18-year-old S’porean student holds country’s first “climate strike”

18-year-old S’porean student holds country’s first “climate strike”

An 18-year-old Singaporean student named J-Min took a stand for the planet in the country’s first “climate strike” last Friday (13 March) at HarbourFront — which houses the office of oil and gas corporation ExxonMobil — by skipping a day at school.

Sharing her campaign on her Instagram, she held up signs that said, “Planet over profit, School strike 4 climate, ExonMobil kills kittens and puppies”. J-Min received overall supportive responses from Instagram users on that post which has garnered 205 likes and 15 comments so far.

This campaign was also supported by Singaporean activist Jolovan Wham who posted about the campaign on his personal Facebook page on the same day.

He said, “Singapore’s first climate strike! J-Min skipped school today to call for more urgent action to be taken on climate justice. She is at Harbour Front because it is the office of ExxonMobil. Join the conversation on Twitter @f4fsg #fridays4future #climatestrikesg.”

(Images from jminsrur / Instagram)

J-Min also created a website, climatestrike.sg, which now redirects to Fridays 4 Future Singapore, which is the Singaporean branch of the international movement started by Swedish student activist Greta Thunberg. The movement involves school students who skip class on Fridays to participate in demonstrations to demand action from political leaders in their country to combat climate change.

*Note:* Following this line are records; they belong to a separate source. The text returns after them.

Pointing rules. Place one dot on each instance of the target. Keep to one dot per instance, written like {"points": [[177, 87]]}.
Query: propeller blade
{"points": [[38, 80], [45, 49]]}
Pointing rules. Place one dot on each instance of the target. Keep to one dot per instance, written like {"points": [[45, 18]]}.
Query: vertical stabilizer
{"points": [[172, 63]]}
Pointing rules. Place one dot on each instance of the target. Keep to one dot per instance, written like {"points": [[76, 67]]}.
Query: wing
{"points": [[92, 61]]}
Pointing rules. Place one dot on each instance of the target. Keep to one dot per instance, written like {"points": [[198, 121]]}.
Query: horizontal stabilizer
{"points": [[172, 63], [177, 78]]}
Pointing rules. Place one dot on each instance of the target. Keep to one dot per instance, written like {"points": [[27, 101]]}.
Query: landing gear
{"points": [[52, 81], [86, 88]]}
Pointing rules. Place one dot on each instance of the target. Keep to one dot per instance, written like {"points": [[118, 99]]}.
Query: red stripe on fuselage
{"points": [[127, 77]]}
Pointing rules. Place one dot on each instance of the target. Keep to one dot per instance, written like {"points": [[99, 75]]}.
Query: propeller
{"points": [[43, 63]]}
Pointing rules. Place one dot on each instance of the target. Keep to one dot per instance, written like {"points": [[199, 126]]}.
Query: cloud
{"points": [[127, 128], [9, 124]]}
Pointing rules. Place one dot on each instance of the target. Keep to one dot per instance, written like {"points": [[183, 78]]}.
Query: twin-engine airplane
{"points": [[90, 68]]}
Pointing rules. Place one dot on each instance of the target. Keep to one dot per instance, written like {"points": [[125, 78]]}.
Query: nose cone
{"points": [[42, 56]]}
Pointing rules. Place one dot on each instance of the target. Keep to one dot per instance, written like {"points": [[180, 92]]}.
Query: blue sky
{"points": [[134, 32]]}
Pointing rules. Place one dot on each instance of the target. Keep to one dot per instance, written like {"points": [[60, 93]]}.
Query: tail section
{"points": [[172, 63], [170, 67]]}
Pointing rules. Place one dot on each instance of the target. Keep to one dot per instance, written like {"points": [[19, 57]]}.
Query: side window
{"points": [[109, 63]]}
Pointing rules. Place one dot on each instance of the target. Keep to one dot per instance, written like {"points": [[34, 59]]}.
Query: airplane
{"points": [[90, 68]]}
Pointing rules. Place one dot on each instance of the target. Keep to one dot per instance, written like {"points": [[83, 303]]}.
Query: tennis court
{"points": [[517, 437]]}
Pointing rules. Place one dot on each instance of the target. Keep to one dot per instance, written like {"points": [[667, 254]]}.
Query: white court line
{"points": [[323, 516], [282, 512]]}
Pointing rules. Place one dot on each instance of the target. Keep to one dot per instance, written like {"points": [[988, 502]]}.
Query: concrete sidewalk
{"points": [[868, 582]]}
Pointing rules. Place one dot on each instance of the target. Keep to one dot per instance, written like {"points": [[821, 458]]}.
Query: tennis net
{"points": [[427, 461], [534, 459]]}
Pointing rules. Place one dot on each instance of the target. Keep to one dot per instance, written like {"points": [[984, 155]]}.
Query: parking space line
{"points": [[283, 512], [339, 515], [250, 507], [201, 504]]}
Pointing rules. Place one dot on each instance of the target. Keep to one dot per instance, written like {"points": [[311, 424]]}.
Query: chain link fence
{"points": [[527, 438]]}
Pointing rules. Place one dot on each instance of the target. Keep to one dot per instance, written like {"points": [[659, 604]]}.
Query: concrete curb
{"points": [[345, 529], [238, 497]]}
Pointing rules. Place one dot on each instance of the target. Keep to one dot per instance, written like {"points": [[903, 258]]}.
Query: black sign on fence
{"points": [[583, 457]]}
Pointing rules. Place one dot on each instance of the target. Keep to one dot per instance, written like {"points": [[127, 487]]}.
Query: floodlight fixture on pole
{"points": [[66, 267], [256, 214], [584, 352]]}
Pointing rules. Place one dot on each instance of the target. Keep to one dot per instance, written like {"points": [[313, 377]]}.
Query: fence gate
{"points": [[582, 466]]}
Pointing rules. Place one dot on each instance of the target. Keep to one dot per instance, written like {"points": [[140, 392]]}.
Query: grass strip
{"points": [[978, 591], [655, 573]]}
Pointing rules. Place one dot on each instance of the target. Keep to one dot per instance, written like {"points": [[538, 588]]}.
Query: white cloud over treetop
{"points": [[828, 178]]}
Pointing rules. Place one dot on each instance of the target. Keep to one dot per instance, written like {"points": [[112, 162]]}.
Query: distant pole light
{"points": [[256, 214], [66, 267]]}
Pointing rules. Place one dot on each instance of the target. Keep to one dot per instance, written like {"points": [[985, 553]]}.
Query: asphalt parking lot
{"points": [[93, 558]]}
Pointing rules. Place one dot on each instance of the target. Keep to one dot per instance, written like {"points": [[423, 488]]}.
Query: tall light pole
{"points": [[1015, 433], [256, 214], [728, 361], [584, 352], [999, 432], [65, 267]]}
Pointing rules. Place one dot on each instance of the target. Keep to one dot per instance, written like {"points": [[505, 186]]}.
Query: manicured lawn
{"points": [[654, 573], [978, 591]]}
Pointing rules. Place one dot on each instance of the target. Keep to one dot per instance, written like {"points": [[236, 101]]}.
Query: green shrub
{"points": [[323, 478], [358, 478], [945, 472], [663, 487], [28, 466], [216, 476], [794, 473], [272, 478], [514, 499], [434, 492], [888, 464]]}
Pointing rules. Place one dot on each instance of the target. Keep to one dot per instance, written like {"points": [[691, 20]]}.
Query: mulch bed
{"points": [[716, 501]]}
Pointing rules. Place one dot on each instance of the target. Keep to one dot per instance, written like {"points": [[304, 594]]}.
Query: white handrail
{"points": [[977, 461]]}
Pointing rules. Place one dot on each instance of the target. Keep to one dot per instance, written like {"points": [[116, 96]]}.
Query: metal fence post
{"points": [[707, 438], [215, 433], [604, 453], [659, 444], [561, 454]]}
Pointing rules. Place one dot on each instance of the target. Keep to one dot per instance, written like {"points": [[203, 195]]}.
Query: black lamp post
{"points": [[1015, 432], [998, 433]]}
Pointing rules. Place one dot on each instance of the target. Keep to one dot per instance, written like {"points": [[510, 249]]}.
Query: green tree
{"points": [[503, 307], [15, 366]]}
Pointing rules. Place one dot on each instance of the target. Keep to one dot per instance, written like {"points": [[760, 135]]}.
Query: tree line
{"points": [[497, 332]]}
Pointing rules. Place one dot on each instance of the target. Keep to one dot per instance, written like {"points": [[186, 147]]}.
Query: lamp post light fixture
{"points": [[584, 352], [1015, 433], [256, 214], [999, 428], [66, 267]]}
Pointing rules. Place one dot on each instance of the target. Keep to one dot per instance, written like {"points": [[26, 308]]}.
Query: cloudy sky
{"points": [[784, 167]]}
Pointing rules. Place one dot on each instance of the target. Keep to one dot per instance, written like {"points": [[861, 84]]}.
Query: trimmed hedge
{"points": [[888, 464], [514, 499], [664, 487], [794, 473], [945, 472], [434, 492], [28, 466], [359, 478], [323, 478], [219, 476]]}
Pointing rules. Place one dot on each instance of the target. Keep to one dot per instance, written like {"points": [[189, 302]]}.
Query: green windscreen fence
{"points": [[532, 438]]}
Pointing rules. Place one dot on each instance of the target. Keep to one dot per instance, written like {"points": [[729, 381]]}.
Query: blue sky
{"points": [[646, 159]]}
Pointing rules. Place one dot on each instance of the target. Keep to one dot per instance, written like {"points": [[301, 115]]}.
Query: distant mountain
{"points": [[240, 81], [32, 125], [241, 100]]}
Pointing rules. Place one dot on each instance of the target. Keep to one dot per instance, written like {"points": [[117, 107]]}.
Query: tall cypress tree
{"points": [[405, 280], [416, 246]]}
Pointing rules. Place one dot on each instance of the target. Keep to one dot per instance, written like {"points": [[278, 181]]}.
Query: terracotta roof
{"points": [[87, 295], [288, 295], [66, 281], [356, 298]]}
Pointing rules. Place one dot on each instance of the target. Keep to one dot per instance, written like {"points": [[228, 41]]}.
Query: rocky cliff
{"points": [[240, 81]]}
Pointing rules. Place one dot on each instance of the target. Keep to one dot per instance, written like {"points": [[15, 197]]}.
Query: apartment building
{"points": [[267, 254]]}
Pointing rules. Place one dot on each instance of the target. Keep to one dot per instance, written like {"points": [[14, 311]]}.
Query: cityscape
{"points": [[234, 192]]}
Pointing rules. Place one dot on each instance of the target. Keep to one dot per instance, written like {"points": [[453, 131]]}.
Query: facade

J-Min explained that she believes an extreme policy change is needed to save the world and she realized that Singapore contributes to climate change too, with 0.11% emissions and is home to one of the largest oil refineries.

On her website, she stated that the Singaporean Government never mentioned that Jurong Island is a major contributor to the country’s emissions. She also stated her disappointment when Minister Heng Swee Keat delivered his Budget speech in February and saw that the government’s commitment in 2020 to combat climate change was to introduce electric vehicles and build flood defences, but did not mention that the petrochemical industry which contributes to climate change.

J-Min said she thinks if Singapore does not do its part to cut emissions drastically, everything we will ever know will cease to exist.

By this campaign, she hopes her voice for change will be heard by the government.